Noi apprezziamo le cose non tanto quando la abbiamo ma quando le abbiamo perdute e riacquistate. Siamo contenti di non avere il mal di denti solo dopo averlo avuto. Sulla nostra capacità di vivere insieme e socializzare, vale quello che diceva Aristotele. L’essere umano è un animale politico, socializzante, che trova nell’altro il riscontro dei propri significati, e che li vuole condividere. La pandemia nessuno se la augura, ma ci ha fatto capire quant’è bello stare insieme. Ci ha dato una consapevolezza triplice: nei confronti del passato, di quello che poteva fare; del presente, di quello che vorremmo poter fare; e infine nei confronti del futuro, di quello che possiamo fare quando lo facciamo insieme.

Una presa di coscienza non scontata…

La pandemia ci ha fatto vedere, e capire, che non si può vivere ognuno per conto proprio, perché la pandemia tocca tutti.
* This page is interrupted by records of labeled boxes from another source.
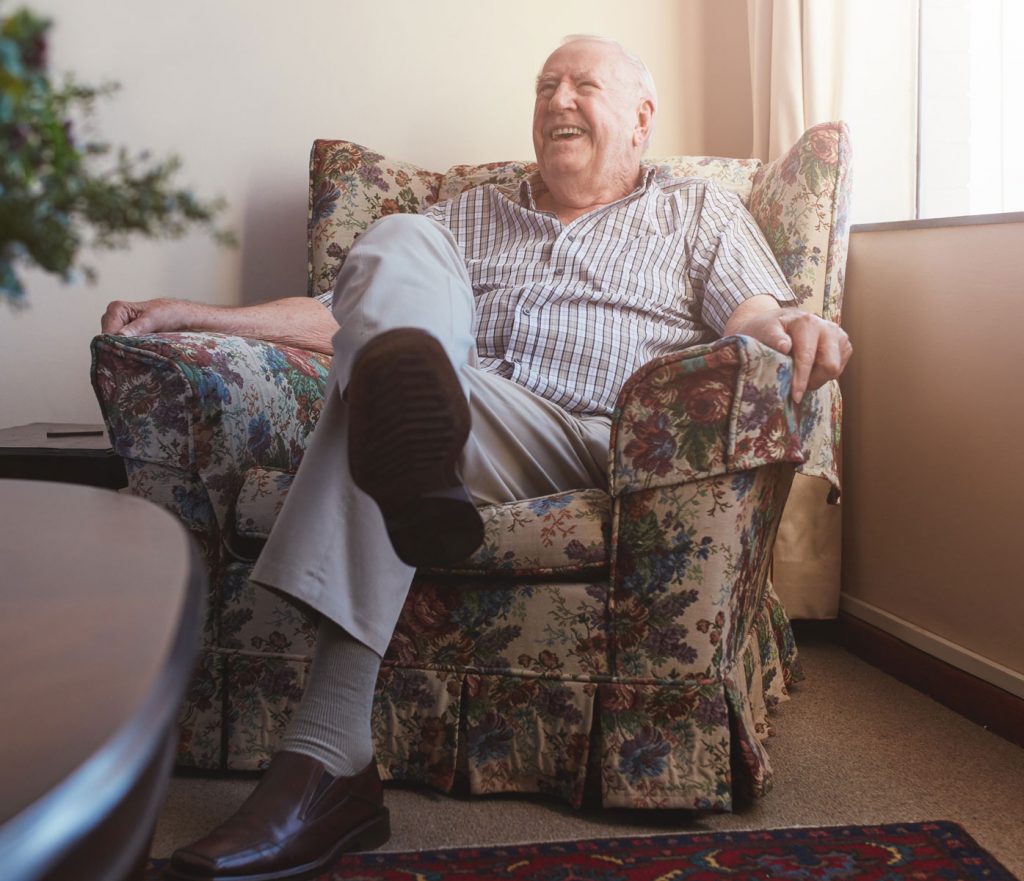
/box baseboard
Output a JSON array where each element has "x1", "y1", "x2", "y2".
[
  {"x1": 840, "y1": 593, "x2": 1024, "y2": 700},
  {"x1": 839, "y1": 603, "x2": 1024, "y2": 747}
]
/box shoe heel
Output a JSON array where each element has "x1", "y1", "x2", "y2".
[{"x1": 347, "y1": 807, "x2": 391, "y2": 850}]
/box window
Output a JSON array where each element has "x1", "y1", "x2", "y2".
[{"x1": 916, "y1": 0, "x2": 1024, "y2": 218}]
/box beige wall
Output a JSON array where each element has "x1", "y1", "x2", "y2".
[
  {"x1": 843, "y1": 222, "x2": 1024, "y2": 688},
  {"x1": 0, "y1": 0, "x2": 720, "y2": 425}
]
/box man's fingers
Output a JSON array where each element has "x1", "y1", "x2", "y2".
[{"x1": 786, "y1": 317, "x2": 820, "y2": 404}]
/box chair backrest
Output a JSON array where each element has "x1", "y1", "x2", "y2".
[{"x1": 308, "y1": 123, "x2": 850, "y2": 320}]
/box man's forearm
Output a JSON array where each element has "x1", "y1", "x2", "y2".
[
  {"x1": 100, "y1": 297, "x2": 338, "y2": 354},
  {"x1": 200, "y1": 297, "x2": 338, "y2": 354},
  {"x1": 722, "y1": 294, "x2": 781, "y2": 336}
]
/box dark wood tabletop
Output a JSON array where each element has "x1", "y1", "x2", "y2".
[{"x1": 0, "y1": 480, "x2": 206, "y2": 879}]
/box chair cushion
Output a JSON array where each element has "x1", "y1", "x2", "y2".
[{"x1": 234, "y1": 468, "x2": 611, "y2": 577}]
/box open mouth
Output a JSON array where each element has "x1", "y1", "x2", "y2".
[{"x1": 550, "y1": 125, "x2": 586, "y2": 140}]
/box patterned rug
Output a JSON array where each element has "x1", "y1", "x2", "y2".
[{"x1": 146, "y1": 821, "x2": 1016, "y2": 881}]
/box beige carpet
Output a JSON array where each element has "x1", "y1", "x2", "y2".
[{"x1": 153, "y1": 634, "x2": 1024, "y2": 879}]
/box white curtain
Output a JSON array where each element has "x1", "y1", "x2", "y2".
[
  {"x1": 746, "y1": 0, "x2": 918, "y2": 212},
  {"x1": 746, "y1": 0, "x2": 918, "y2": 618}
]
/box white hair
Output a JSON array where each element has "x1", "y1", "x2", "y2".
[{"x1": 561, "y1": 34, "x2": 657, "y2": 150}]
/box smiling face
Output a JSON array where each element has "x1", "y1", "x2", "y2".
[{"x1": 534, "y1": 40, "x2": 653, "y2": 207}]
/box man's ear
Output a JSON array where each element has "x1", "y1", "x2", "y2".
[{"x1": 633, "y1": 98, "x2": 654, "y2": 146}]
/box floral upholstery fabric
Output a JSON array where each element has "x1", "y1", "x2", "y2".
[{"x1": 92, "y1": 128, "x2": 846, "y2": 809}]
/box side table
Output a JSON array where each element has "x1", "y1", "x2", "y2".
[
  {"x1": 0, "y1": 480, "x2": 206, "y2": 881},
  {"x1": 0, "y1": 422, "x2": 128, "y2": 490}
]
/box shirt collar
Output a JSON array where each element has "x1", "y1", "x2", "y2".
[{"x1": 519, "y1": 163, "x2": 657, "y2": 211}]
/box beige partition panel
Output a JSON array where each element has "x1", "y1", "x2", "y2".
[{"x1": 843, "y1": 214, "x2": 1024, "y2": 688}]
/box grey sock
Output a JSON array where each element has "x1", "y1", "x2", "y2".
[{"x1": 281, "y1": 618, "x2": 381, "y2": 777}]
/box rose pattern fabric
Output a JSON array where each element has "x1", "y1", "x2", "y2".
[
  {"x1": 307, "y1": 139, "x2": 441, "y2": 296},
  {"x1": 92, "y1": 126, "x2": 848, "y2": 810},
  {"x1": 236, "y1": 468, "x2": 611, "y2": 577}
]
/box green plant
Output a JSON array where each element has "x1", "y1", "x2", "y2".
[{"x1": 0, "y1": 8, "x2": 232, "y2": 303}]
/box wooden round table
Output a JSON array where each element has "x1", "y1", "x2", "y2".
[{"x1": 0, "y1": 480, "x2": 206, "y2": 881}]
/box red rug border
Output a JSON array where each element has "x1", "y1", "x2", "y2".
[{"x1": 146, "y1": 820, "x2": 1020, "y2": 881}]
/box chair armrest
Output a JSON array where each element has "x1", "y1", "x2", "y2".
[
  {"x1": 609, "y1": 336, "x2": 841, "y2": 496},
  {"x1": 748, "y1": 122, "x2": 851, "y2": 322},
  {"x1": 92, "y1": 333, "x2": 331, "y2": 527}
]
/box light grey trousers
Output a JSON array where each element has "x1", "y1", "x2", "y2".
[{"x1": 252, "y1": 214, "x2": 609, "y2": 655}]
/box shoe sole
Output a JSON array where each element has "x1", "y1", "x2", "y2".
[
  {"x1": 348, "y1": 328, "x2": 483, "y2": 567},
  {"x1": 163, "y1": 807, "x2": 391, "y2": 881}
]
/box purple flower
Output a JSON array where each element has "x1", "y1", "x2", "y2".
[
  {"x1": 618, "y1": 725, "x2": 672, "y2": 783},
  {"x1": 467, "y1": 711, "x2": 512, "y2": 764}
]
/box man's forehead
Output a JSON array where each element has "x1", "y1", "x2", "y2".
[{"x1": 538, "y1": 40, "x2": 625, "y2": 80}]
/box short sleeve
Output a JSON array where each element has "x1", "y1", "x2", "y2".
[{"x1": 689, "y1": 181, "x2": 797, "y2": 334}]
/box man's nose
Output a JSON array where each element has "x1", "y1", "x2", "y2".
[{"x1": 551, "y1": 81, "x2": 575, "y2": 110}]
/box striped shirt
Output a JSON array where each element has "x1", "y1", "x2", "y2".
[{"x1": 319, "y1": 166, "x2": 796, "y2": 416}]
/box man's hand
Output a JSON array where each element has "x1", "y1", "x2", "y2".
[
  {"x1": 725, "y1": 296, "x2": 853, "y2": 404},
  {"x1": 99, "y1": 299, "x2": 196, "y2": 336}
]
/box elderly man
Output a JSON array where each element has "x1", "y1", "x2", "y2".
[{"x1": 102, "y1": 37, "x2": 851, "y2": 881}]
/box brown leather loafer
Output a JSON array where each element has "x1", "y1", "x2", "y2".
[
  {"x1": 165, "y1": 750, "x2": 391, "y2": 881},
  {"x1": 347, "y1": 328, "x2": 483, "y2": 567}
]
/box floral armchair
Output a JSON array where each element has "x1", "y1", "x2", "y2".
[{"x1": 92, "y1": 123, "x2": 849, "y2": 809}]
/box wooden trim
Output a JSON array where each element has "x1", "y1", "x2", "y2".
[
  {"x1": 839, "y1": 612, "x2": 1024, "y2": 747},
  {"x1": 850, "y1": 211, "x2": 1024, "y2": 234}
]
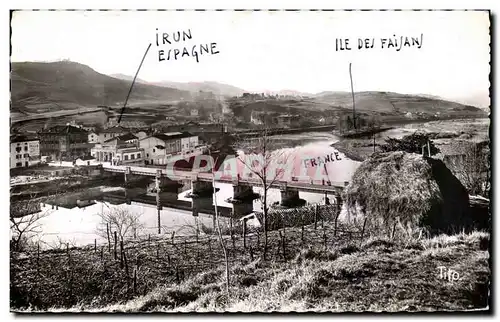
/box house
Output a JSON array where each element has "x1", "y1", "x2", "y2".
[
  {"x1": 91, "y1": 136, "x2": 144, "y2": 165},
  {"x1": 88, "y1": 131, "x2": 99, "y2": 143},
  {"x1": 99, "y1": 125, "x2": 130, "y2": 143},
  {"x1": 139, "y1": 132, "x2": 198, "y2": 164},
  {"x1": 10, "y1": 135, "x2": 40, "y2": 169},
  {"x1": 276, "y1": 114, "x2": 300, "y2": 127},
  {"x1": 250, "y1": 111, "x2": 264, "y2": 125},
  {"x1": 38, "y1": 125, "x2": 92, "y2": 161},
  {"x1": 75, "y1": 155, "x2": 99, "y2": 166}
]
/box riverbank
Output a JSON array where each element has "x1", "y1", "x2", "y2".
[{"x1": 11, "y1": 228, "x2": 491, "y2": 312}]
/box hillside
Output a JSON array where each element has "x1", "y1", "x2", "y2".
[
  {"x1": 149, "y1": 81, "x2": 245, "y2": 97},
  {"x1": 314, "y1": 91, "x2": 486, "y2": 116},
  {"x1": 110, "y1": 74, "x2": 245, "y2": 97},
  {"x1": 11, "y1": 61, "x2": 191, "y2": 113}
]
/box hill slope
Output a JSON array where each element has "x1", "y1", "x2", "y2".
[
  {"x1": 11, "y1": 61, "x2": 191, "y2": 113},
  {"x1": 315, "y1": 91, "x2": 485, "y2": 116}
]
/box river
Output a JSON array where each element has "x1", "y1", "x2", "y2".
[{"x1": 11, "y1": 120, "x2": 489, "y2": 247}]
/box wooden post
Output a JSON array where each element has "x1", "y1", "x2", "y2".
[
  {"x1": 314, "y1": 204, "x2": 318, "y2": 230},
  {"x1": 120, "y1": 240, "x2": 123, "y2": 268},
  {"x1": 106, "y1": 223, "x2": 111, "y2": 253},
  {"x1": 333, "y1": 212, "x2": 340, "y2": 237},
  {"x1": 323, "y1": 227, "x2": 327, "y2": 249},
  {"x1": 300, "y1": 215, "x2": 304, "y2": 246},
  {"x1": 243, "y1": 219, "x2": 247, "y2": 249},
  {"x1": 122, "y1": 252, "x2": 128, "y2": 281},
  {"x1": 134, "y1": 266, "x2": 137, "y2": 294},
  {"x1": 361, "y1": 217, "x2": 368, "y2": 241},
  {"x1": 279, "y1": 230, "x2": 286, "y2": 262},
  {"x1": 114, "y1": 230, "x2": 118, "y2": 260}
]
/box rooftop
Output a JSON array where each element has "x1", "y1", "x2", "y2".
[
  {"x1": 142, "y1": 132, "x2": 193, "y2": 141},
  {"x1": 10, "y1": 134, "x2": 38, "y2": 143},
  {"x1": 40, "y1": 125, "x2": 87, "y2": 134}
]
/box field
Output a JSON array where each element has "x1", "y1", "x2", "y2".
[{"x1": 11, "y1": 206, "x2": 490, "y2": 312}]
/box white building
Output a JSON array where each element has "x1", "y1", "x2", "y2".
[
  {"x1": 10, "y1": 135, "x2": 40, "y2": 169},
  {"x1": 89, "y1": 132, "x2": 99, "y2": 143},
  {"x1": 139, "y1": 132, "x2": 198, "y2": 164}
]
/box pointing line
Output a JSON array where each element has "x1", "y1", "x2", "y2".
[{"x1": 118, "y1": 43, "x2": 151, "y2": 124}]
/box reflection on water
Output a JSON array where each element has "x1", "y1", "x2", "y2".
[{"x1": 21, "y1": 183, "x2": 335, "y2": 247}]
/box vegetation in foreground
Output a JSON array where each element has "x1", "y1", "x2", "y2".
[{"x1": 16, "y1": 231, "x2": 490, "y2": 312}]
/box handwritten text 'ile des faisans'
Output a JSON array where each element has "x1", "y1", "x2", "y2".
[{"x1": 335, "y1": 34, "x2": 424, "y2": 51}]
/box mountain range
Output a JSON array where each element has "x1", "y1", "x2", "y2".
[{"x1": 11, "y1": 61, "x2": 484, "y2": 118}]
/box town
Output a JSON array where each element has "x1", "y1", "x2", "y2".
[{"x1": 8, "y1": 10, "x2": 494, "y2": 314}]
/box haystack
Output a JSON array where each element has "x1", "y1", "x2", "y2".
[{"x1": 344, "y1": 151, "x2": 471, "y2": 233}]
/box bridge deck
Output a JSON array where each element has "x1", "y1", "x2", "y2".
[{"x1": 103, "y1": 165, "x2": 347, "y2": 193}]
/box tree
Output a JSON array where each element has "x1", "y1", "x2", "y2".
[
  {"x1": 238, "y1": 127, "x2": 288, "y2": 259},
  {"x1": 445, "y1": 141, "x2": 490, "y2": 197},
  {"x1": 380, "y1": 132, "x2": 440, "y2": 156},
  {"x1": 97, "y1": 208, "x2": 144, "y2": 240}
]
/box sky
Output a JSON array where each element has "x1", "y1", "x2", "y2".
[{"x1": 11, "y1": 11, "x2": 490, "y2": 105}]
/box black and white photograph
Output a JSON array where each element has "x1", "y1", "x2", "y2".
[{"x1": 5, "y1": 9, "x2": 493, "y2": 315}]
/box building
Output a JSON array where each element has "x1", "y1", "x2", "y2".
[
  {"x1": 88, "y1": 131, "x2": 99, "y2": 143},
  {"x1": 38, "y1": 125, "x2": 91, "y2": 161},
  {"x1": 99, "y1": 126, "x2": 130, "y2": 143},
  {"x1": 276, "y1": 114, "x2": 300, "y2": 127},
  {"x1": 139, "y1": 132, "x2": 198, "y2": 164},
  {"x1": 91, "y1": 135, "x2": 144, "y2": 165},
  {"x1": 250, "y1": 111, "x2": 264, "y2": 125},
  {"x1": 10, "y1": 135, "x2": 40, "y2": 169}
]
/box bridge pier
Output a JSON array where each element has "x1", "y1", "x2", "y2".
[
  {"x1": 231, "y1": 183, "x2": 256, "y2": 219},
  {"x1": 191, "y1": 180, "x2": 214, "y2": 197},
  {"x1": 280, "y1": 187, "x2": 306, "y2": 207}
]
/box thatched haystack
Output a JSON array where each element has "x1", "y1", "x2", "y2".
[{"x1": 344, "y1": 151, "x2": 472, "y2": 233}]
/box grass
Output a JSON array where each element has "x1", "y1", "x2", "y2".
[{"x1": 17, "y1": 231, "x2": 490, "y2": 312}]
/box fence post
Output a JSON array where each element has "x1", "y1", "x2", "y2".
[
  {"x1": 120, "y1": 239, "x2": 123, "y2": 268},
  {"x1": 134, "y1": 266, "x2": 137, "y2": 294},
  {"x1": 323, "y1": 227, "x2": 327, "y2": 249},
  {"x1": 314, "y1": 204, "x2": 318, "y2": 230},
  {"x1": 333, "y1": 212, "x2": 340, "y2": 237},
  {"x1": 114, "y1": 230, "x2": 118, "y2": 260},
  {"x1": 243, "y1": 219, "x2": 247, "y2": 249},
  {"x1": 361, "y1": 217, "x2": 368, "y2": 241},
  {"x1": 106, "y1": 223, "x2": 111, "y2": 253}
]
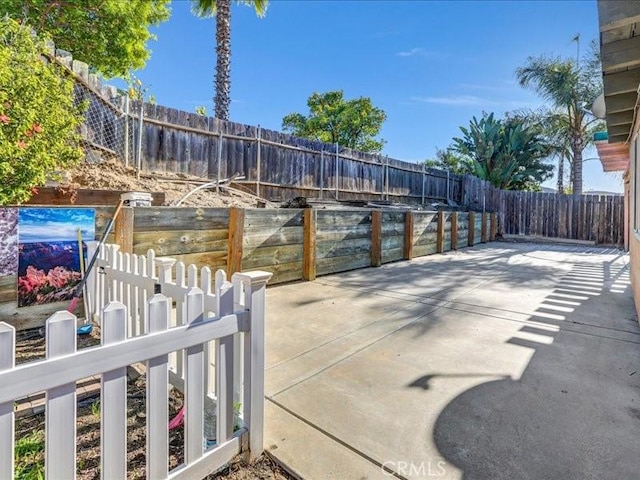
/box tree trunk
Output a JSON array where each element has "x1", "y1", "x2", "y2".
[
  {"x1": 558, "y1": 155, "x2": 564, "y2": 193},
  {"x1": 571, "y1": 139, "x2": 583, "y2": 195},
  {"x1": 213, "y1": 0, "x2": 231, "y2": 120}
]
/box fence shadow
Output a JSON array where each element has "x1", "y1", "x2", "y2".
[{"x1": 424, "y1": 253, "x2": 640, "y2": 480}]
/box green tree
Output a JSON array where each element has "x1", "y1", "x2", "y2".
[
  {"x1": 516, "y1": 42, "x2": 602, "y2": 194},
  {"x1": 192, "y1": 0, "x2": 269, "y2": 120},
  {"x1": 282, "y1": 90, "x2": 387, "y2": 153},
  {"x1": 0, "y1": 17, "x2": 82, "y2": 205},
  {"x1": 0, "y1": 0, "x2": 170, "y2": 77},
  {"x1": 452, "y1": 113, "x2": 553, "y2": 190},
  {"x1": 424, "y1": 147, "x2": 473, "y2": 175}
]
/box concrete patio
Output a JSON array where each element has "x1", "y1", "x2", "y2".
[{"x1": 265, "y1": 243, "x2": 640, "y2": 480}]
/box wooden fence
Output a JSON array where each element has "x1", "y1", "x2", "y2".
[
  {"x1": 139, "y1": 104, "x2": 484, "y2": 204},
  {"x1": 110, "y1": 207, "x2": 497, "y2": 284},
  {"x1": 498, "y1": 191, "x2": 624, "y2": 246},
  {"x1": 0, "y1": 272, "x2": 269, "y2": 479}
]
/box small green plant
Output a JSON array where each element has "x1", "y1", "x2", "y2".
[
  {"x1": 14, "y1": 430, "x2": 44, "y2": 480},
  {"x1": 91, "y1": 400, "x2": 100, "y2": 418},
  {"x1": 0, "y1": 17, "x2": 84, "y2": 205}
]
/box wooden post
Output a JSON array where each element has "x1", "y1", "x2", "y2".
[
  {"x1": 227, "y1": 207, "x2": 244, "y2": 276},
  {"x1": 114, "y1": 207, "x2": 134, "y2": 253},
  {"x1": 404, "y1": 210, "x2": 413, "y2": 260},
  {"x1": 489, "y1": 213, "x2": 498, "y2": 242},
  {"x1": 0, "y1": 322, "x2": 16, "y2": 478},
  {"x1": 302, "y1": 208, "x2": 318, "y2": 281},
  {"x1": 451, "y1": 212, "x2": 458, "y2": 250},
  {"x1": 436, "y1": 210, "x2": 445, "y2": 253},
  {"x1": 480, "y1": 212, "x2": 489, "y2": 243},
  {"x1": 469, "y1": 212, "x2": 476, "y2": 247},
  {"x1": 371, "y1": 210, "x2": 382, "y2": 267},
  {"x1": 256, "y1": 125, "x2": 262, "y2": 197}
]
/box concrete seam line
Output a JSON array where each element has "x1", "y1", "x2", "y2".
[
  {"x1": 264, "y1": 395, "x2": 409, "y2": 480},
  {"x1": 272, "y1": 248, "x2": 536, "y2": 397}
]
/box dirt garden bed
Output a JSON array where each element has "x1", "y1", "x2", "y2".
[{"x1": 15, "y1": 327, "x2": 293, "y2": 480}]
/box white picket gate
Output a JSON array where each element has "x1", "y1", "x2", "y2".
[
  {"x1": 0, "y1": 247, "x2": 271, "y2": 480},
  {"x1": 86, "y1": 242, "x2": 242, "y2": 402}
]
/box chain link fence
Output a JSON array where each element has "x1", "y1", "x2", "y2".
[{"x1": 74, "y1": 81, "x2": 136, "y2": 165}]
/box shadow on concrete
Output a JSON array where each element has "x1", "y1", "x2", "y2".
[{"x1": 420, "y1": 249, "x2": 640, "y2": 480}]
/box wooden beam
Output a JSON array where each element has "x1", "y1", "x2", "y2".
[
  {"x1": 603, "y1": 68, "x2": 640, "y2": 95},
  {"x1": 114, "y1": 207, "x2": 134, "y2": 253},
  {"x1": 609, "y1": 134, "x2": 629, "y2": 143},
  {"x1": 227, "y1": 207, "x2": 244, "y2": 278},
  {"x1": 598, "y1": 0, "x2": 640, "y2": 32},
  {"x1": 604, "y1": 90, "x2": 638, "y2": 112},
  {"x1": 480, "y1": 212, "x2": 489, "y2": 243},
  {"x1": 371, "y1": 210, "x2": 382, "y2": 267},
  {"x1": 404, "y1": 210, "x2": 413, "y2": 260},
  {"x1": 489, "y1": 213, "x2": 498, "y2": 242},
  {"x1": 468, "y1": 212, "x2": 476, "y2": 247},
  {"x1": 600, "y1": 37, "x2": 640, "y2": 72},
  {"x1": 25, "y1": 187, "x2": 165, "y2": 206},
  {"x1": 436, "y1": 210, "x2": 445, "y2": 253},
  {"x1": 607, "y1": 110, "x2": 633, "y2": 126},
  {"x1": 607, "y1": 121, "x2": 631, "y2": 137},
  {"x1": 302, "y1": 208, "x2": 318, "y2": 281},
  {"x1": 451, "y1": 212, "x2": 458, "y2": 250}
]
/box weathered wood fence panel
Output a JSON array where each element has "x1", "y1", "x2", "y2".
[
  {"x1": 499, "y1": 191, "x2": 624, "y2": 246},
  {"x1": 413, "y1": 212, "x2": 438, "y2": 257},
  {"x1": 131, "y1": 207, "x2": 229, "y2": 269},
  {"x1": 382, "y1": 211, "x2": 405, "y2": 263},
  {"x1": 316, "y1": 210, "x2": 371, "y2": 275},
  {"x1": 242, "y1": 209, "x2": 304, "y2": 283}
]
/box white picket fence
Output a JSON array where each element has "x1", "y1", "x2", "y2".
[{"x1": 0, "y1": 246, "x2": 271, "y2": 480}]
Quindi ci fa capire che ci sono soluzioni che sono necessariamente sociali, comunitarie, dentro una cultura che fino all’altro ieri era assolutamente individualista. Abbiamo capito quanto possiamo fare quando lo facciamo insieme. Quando Draghi parla di speranza, dovremmo anche chiederci: speranza in che cosa? La speranza è come una bottiglia: che cosa ci mettiamo dentro? Non dobbiamo puntare solo sulla bottiglia, ma capire che cosa vogliamo metterci dentro. È il riempimento di quella speranza che può fare la differenza. La solidarietà, la giustizia, un mondo sano e una società vivibile, pari opportunità e meritocrazia, la protezione e l’irrobustimento dei diritti umani: questi sono i contenuti della bottiglia. È in questo che dobbiamo sperare, per realizzare poi la speranza, con intelligenza e tenacia.